Background information
- Origin: Moscow, Russian SFSR, Soviet Union
- Genres: Commonly: Beat (early), traditional pop, hard rock, art rock, pop rock, soft rock, new wave (mid 80s) Occasionally: folk rock/folk, country rock/country
- Years active: 1968–1992, 2005–2017
- Labels: Melody, Balkanton, Bomba Music
- Members: Pavel Slobodkin
- Past members: Anatoly Alyoshin, Jury Andreev, Alexander Barykin, Lyudmila Barykina, Leonid Berger, Nina Brodskaja, Alexander Buinov, Alexey Glyzin, Alexander Gradsky, Alexander Dobronravov, Alexander Dobrynin, Alexander Lerman, Alexey Puzyryov, Igor Gataullin, Vyacheslav Malezhik, Robert Mushkambarjan, Alla Pugachyova, Svetlana Rezanova, Vladimir Fazylov, Viktor Chaika, Jury Chernavsky

= Vesyolye Rebyata =

VIA band from Moscow, Russia

Vesyolye Rebyata (Весёлые Ребята, "Merry Lads") was a Soviet VIA (vocal instrumental ensemble) band formed in 1968, in Moscow. It became one of the most successful and best known VIA bands of all time. Its debut album sold 15,795,000 copies and its membership included at various times such popular Soviet era singers as Alla Pugachova, Alexander Gradsky, and Alexander Barykin. As of 2006, the band had sold a record-shattering 179,850,000 records.

== History ==
Vesyolye Rebyata was a band founded in 1968 by the Soviet pianist and composer Pavel Slobodkin.

In 1970, the Soviet recording company Melodia (Melody) released the band's first record. In 1971, Vesyolye Rebyata gave a series of concerts in Czechoslovakia, performing in the concert hall Lucerne in Prague. In 1973, the band recorded one of the best known albums, "Love - a huge country" (Любовь — огромная страна). In 1980, the band released a new LP titled "We should be friends" (Дружить нам надо) and took part in the cultural component of the 1980 Olympic Games in Moscow. In 1983, the band recorded a new album titled "Banana islands" (Банановые острова). In 1987, a new album titled Minutochku (Минуточку!) was released.
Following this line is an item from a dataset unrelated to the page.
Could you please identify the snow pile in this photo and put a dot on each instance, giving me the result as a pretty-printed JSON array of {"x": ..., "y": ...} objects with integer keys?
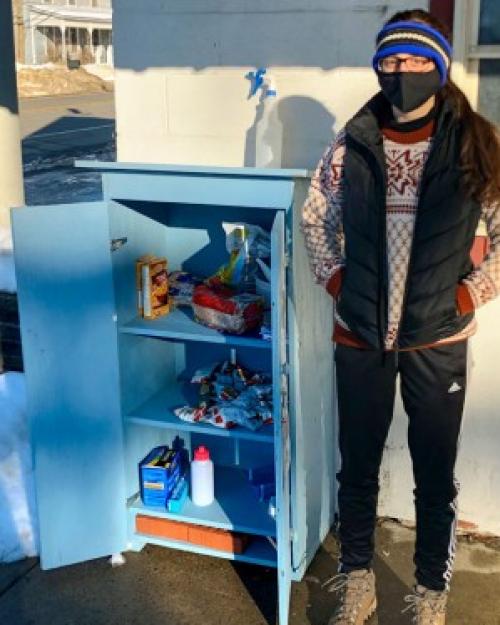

In 2005, the band is reconstituted with new membership. In 2007, the band released two CDs: "Love - child of the planet" (Любовь-дитя планеты) and "When we are quiet together" (Когда молчим вдвоём). In 2011, the band released a new album with the French title "Cherchez la...". In 2012, the band released its ninth album titled "Write me a letter" (Напиши мне письмо).

In August 2017, Pavel Slobodkin had died and the group was disbanded.